They left an hour later. Stan wanted to stay, but he couldn't really say why, except that if he was alone he could have stayed on the beach until the sun started to sink and his skin was humming from exposure.
“The camera's dead, anyway,” Kyle said as they packed up their things. “I forgot to charge the battery last night.”
Back at the house they took turns in the shower, except for Topher, who hadn't tired of swimming and was tearing back and forth across the pool, doing flips underwater. Kyle made sandwiches with the supplies they'd bought at Target, and Stan ate one on the patio, sitting on the hot stone pavement and watching Topher swim. Kyle was hissing every time he moved; he was very dramatic about sun burn, but Stan couldn't relate and knew he therefore shouldn't judge. Livy had some pinkness on her nose and shoulders, but nothing serious.
“How come they get burned like that?” Topher asked when he surfaced, hanging on to the edge of the pool and panting.
“They have a different skin type,” Stan said. “Most red heads have pale skin. Daddy's isn't that pale, though. Not the freckly-pale kind.”
“Gingers,” Topher said.
“Did you hear that from Erica's dad?” Topher sometimes went over to the Cartman house with Livy, because, like all children, he adored Butters and his generosity with baked goods.

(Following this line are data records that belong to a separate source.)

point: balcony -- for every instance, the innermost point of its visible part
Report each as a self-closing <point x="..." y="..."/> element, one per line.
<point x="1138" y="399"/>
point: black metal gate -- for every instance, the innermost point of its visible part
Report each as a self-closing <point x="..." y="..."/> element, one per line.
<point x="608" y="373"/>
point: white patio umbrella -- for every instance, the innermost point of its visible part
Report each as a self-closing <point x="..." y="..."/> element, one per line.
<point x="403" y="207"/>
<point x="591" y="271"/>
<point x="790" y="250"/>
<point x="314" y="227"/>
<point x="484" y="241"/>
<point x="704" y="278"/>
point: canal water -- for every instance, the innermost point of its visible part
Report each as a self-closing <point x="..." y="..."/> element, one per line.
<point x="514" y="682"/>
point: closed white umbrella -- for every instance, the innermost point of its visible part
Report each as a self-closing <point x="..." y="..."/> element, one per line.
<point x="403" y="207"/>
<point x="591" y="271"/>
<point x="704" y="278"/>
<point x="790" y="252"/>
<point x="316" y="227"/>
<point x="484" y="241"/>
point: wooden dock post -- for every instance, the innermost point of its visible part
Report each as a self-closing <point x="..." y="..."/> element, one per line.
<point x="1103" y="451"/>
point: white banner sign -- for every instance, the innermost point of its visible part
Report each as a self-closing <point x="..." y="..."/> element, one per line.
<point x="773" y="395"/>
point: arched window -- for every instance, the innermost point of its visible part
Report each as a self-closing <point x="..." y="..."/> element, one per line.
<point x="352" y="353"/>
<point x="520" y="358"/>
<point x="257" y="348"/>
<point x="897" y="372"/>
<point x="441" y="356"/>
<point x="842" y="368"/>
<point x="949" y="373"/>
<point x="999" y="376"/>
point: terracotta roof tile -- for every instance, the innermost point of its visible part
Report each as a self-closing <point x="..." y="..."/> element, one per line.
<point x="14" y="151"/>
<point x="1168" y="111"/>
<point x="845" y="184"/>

“I don't know,” Topher said, and he seemed sincere. “Am I from both of you?”
“What?”
“From both of you, am I from you and Daddy? And Livy's only from Daddy and aunt Shelly?”
“Who told you that?” Stan asked, alarmed.
“Livy,” Topher said.
“Oh.” Stan glanced over his shoulder, but Livy seemed to still be in the shower, and Kyle was distracted by cursing his sun burn. “Well, no,” Stan said. “I mean, biologically - but you're both ours. Equally.”
“I don't really care,” Topher said, and he slipped back under the water. Stan believed that he didn't, but his heart was beating fast, because apparently Livy did. He'd always hoped it wouldn't bother her, but he supposed he'd been fooling himself there.
Kyle hadn't planned anything else until dinner, and Stan thought of suggesting a hike on a shady trail, but he was really too tired. He waited until four o'clock to mix himself a drink.
“No, thanks,” Kyle said when Stan offered. He was at the little desk beside the bed, checking email. “That stuff makes my tongue hurt.”
“The rum?”
“No, the other stuff, that mixer. Or both, maybe. Can you get me a glass of wine, though?”
Stan did, from the Target-brand box of it that Kyle had purchased the day before. Kyle would take two hours to drink one glass - with an ice cube, please - and Stan would feel guilty when he made his second drink, usually less so when he made a third.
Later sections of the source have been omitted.